The sharing economy is a promising concept, but it’s still far from perfect. People use platforms such as Uber, Lyft or AirBnb to supplement their incomes, socialize and access various resources without having to spend large sums at a time to acquire them. But researchers Solomon Greene and John McGinty wrote a paper where they argue that this model isn’t nearly as beneficial for the low-income citizens as it is for the rich, and that cities need to remove barriers and take measures to make the sharing economy more accessible.
Poor communities are much less likely to use programs like car- or bike-sharing, partly due to the fact that some of them have limited or no access to the internet or to the required technologies. Besides this, there are several other important issues with the sharing economy as it functions now.
People who work on these platforms are not really employees but ‘contractors’. Their status benefits the company as it is relieved of many legal obligations, but doesn’t come with any of the perks that workers enjoy in regular jobs – health insurance, overtime pay, proof of employment, etc.
What’s more, it has been reported that racial discrimination occurs on platforms like AirBnb, and researchers say that it is a ‘remarkably persistent’ finding.

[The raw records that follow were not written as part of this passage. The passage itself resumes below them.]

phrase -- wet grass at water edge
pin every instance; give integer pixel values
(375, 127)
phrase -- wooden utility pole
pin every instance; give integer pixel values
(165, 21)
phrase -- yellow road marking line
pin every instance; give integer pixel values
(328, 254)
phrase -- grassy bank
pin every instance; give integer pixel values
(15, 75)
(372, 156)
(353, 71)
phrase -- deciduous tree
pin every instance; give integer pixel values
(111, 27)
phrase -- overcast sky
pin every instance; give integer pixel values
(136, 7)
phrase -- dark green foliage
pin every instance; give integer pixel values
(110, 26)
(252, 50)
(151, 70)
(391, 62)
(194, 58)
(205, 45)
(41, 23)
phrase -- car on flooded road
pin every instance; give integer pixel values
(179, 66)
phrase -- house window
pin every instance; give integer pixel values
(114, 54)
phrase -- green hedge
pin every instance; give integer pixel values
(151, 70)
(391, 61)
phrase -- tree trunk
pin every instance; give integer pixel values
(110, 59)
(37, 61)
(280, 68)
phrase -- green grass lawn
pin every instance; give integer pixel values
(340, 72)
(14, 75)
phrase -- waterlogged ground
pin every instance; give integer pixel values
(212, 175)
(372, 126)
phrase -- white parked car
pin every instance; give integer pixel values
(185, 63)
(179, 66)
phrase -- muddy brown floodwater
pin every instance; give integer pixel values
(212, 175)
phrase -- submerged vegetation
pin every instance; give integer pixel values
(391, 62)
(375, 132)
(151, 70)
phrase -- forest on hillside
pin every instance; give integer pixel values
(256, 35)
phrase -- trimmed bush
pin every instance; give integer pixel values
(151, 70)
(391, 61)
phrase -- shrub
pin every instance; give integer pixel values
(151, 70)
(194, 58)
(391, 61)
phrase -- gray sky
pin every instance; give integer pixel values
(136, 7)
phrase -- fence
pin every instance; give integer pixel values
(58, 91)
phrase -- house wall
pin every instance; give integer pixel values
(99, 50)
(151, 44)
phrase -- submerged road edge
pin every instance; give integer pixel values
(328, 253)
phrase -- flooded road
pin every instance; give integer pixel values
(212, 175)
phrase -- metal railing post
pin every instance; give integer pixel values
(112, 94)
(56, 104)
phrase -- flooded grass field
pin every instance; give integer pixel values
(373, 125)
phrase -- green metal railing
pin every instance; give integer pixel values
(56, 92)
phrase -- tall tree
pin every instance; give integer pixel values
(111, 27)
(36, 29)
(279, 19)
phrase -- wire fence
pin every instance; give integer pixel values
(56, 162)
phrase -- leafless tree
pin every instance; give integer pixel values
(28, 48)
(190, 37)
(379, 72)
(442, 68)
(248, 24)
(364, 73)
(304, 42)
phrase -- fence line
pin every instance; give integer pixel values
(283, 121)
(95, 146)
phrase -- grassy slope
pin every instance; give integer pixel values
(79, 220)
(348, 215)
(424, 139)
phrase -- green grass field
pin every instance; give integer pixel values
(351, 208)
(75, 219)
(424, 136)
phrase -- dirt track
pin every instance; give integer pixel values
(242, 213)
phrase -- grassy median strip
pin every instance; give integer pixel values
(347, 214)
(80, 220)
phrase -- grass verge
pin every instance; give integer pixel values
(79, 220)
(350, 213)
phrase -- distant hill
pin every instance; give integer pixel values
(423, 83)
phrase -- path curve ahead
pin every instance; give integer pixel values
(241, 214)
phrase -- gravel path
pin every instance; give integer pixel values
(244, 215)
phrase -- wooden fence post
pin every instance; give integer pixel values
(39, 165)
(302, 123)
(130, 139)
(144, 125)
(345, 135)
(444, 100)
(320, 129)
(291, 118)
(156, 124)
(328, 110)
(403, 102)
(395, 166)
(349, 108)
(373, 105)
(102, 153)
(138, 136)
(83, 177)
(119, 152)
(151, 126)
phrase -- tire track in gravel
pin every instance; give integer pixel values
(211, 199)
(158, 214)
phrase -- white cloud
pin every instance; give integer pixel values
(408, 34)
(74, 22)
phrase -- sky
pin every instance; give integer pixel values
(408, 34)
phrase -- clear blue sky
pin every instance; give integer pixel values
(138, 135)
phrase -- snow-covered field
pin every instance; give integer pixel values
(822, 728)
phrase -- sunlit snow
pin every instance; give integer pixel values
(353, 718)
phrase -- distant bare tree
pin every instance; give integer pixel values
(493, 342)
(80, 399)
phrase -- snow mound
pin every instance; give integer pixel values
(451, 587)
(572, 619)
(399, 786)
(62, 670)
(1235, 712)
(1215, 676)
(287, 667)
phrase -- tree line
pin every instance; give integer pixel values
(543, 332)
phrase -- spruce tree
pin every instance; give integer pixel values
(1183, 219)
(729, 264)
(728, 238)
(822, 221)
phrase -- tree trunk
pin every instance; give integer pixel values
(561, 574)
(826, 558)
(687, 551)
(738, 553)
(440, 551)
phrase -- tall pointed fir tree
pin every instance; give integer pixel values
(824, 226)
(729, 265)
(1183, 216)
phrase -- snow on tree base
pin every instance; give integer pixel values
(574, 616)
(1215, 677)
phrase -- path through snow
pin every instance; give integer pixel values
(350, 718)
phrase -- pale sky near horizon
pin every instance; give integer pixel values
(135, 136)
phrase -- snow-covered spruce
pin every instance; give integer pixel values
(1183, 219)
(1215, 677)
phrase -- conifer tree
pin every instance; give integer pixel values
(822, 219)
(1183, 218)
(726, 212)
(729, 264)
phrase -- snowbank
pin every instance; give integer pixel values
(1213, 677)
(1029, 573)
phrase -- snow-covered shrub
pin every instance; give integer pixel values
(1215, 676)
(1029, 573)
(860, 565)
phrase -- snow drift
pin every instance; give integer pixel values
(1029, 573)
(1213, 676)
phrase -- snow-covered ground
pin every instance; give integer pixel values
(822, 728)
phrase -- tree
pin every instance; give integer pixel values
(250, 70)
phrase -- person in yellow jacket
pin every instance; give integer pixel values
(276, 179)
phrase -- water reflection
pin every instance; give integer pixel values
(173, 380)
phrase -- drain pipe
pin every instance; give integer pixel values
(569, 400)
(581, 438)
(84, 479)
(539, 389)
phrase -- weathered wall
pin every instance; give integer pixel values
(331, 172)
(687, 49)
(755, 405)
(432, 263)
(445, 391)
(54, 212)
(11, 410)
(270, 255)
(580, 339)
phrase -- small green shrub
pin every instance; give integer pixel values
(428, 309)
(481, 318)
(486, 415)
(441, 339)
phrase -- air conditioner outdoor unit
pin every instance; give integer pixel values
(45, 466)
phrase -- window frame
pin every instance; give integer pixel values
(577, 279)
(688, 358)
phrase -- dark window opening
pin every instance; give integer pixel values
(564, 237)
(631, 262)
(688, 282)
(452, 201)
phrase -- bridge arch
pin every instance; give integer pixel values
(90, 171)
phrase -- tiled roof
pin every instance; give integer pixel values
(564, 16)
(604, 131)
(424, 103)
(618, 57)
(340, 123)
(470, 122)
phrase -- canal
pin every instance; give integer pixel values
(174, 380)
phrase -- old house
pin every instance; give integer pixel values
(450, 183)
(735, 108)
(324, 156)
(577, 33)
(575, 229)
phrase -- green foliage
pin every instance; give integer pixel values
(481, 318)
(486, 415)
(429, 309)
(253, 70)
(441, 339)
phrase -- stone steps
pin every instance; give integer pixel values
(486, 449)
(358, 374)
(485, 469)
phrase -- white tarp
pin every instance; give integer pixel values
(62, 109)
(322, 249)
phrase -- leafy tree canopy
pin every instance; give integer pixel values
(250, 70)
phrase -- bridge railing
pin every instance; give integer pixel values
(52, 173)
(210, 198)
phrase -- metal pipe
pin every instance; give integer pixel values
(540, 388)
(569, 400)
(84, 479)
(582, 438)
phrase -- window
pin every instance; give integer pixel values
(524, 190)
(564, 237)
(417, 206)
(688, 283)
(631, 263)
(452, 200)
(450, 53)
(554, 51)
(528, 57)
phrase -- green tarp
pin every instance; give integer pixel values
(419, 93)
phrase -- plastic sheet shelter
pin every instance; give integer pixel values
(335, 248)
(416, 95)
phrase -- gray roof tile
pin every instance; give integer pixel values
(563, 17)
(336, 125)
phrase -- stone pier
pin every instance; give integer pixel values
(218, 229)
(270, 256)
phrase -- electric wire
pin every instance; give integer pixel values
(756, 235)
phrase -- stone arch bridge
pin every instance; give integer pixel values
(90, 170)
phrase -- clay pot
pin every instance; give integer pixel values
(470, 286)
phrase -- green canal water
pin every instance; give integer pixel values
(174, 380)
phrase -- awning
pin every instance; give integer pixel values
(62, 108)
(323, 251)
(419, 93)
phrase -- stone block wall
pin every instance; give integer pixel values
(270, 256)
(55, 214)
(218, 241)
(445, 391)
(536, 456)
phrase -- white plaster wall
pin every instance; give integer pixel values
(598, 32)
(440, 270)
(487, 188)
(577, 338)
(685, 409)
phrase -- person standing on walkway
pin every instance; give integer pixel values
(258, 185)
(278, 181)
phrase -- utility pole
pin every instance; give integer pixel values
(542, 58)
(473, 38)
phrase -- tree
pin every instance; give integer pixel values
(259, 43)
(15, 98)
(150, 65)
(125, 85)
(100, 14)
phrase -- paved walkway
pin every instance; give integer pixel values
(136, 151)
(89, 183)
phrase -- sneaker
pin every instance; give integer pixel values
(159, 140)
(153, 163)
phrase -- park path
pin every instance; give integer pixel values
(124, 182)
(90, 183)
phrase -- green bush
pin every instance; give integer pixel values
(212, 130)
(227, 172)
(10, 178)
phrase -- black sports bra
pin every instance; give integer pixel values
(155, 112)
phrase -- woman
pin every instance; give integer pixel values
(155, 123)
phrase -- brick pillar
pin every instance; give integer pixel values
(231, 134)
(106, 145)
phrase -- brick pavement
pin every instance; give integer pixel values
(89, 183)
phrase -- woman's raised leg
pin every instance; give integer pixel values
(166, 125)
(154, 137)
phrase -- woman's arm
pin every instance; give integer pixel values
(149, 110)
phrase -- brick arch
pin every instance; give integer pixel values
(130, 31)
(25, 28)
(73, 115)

People seeking rentals whose names have an African American origin can be 16% less likely to be accepted by hosts. Authors suggested that removing the requirement for users to publish their names could be a solution, while keeping all other information like age or previous ratings. AirBnb disagrees, claiming that anonymity would inevitably lower the trust between users.
Another issue is that home-sharing services can drive up housing costs, pushing out low-income residents. More than 7,000 houses and apartments were taken off the rental market in metro Los Angeles for use as short-term rentals. This comes at a time when the L.A. housing market is already scarce and overpriced. AirBnb reps claim that the effect on the housing market is insignificant, but some hosts on the platform list dozens of properties, in what experts are calling a ‘professionalization’ of short-term renting.
The issues could be addressed by policy redesigns from both companies and municipalities, but Greene and McGinty also suggest that city leaders need to do more. This means giving up on some outdated regulations that restrict the sharing economy, like banning car-sharing services due to pressure from traditional taxi companies or requiring costly licenses for short-term renters. The developments are somewhat inevitable, and people generally like these new services and want them to be available in their cities.
The authors propose five important measures that should be taken by cities in order to make the sharing economy work for everyone, rich and poor (summary by LabCities):
- Organize roundtable meetings to map out the local sharing-economy and identify gaps and barriers to participation. Working together, city leaders, community groups, businesses, researchers, and sharing-economy firms could use this information to create a roadmap forward. For example, cities with high unemployment could focus on using sharing platforms to provide work supports and create paths to quality jobs.
- Protect sharing-economy workers, who don’t get the same protections as full-time employees. Sharing-economy jobs offer greater flexibility and independence but shift economic risks on to workers. To help, cities could provide flexible and portable benefits, allow contract workers to unionize, and reclassify contractors as employees subject to minimum wages and basic worker protections.
- Help sharing-economy entrepreneurs by providing seed capital and training, creating or subsidizing shared workspaces, and reducing licensing and permitting barriers. Seoul, Korea, through the mayor’s Sharing City initiative, has helped seed a clothes-sharing program for job seekers and a home-sharing platform.
- Require sharing-economy firms to expand their services into low-income neighborhoods/reduce prices for low-income consumers in exchange for government contracts or regulatory approvals. Los Angeles introduced a pilot program to put 100 car-share vehicles in low-income neighborhoods. In Minneapolis, the Nice Ride bike-share program offers subsidized memberships and conducts outreach in low-income communities.
- Support peer-to-peer lending to help people build credit and access more affordable loans. This is a barrier that may be keeping low-income households from becoming likely consumers of the sharing economy. Oakland and Richmond, California, offer municipal IDs that are also prepaid debit cards, which may help people without bank accounts.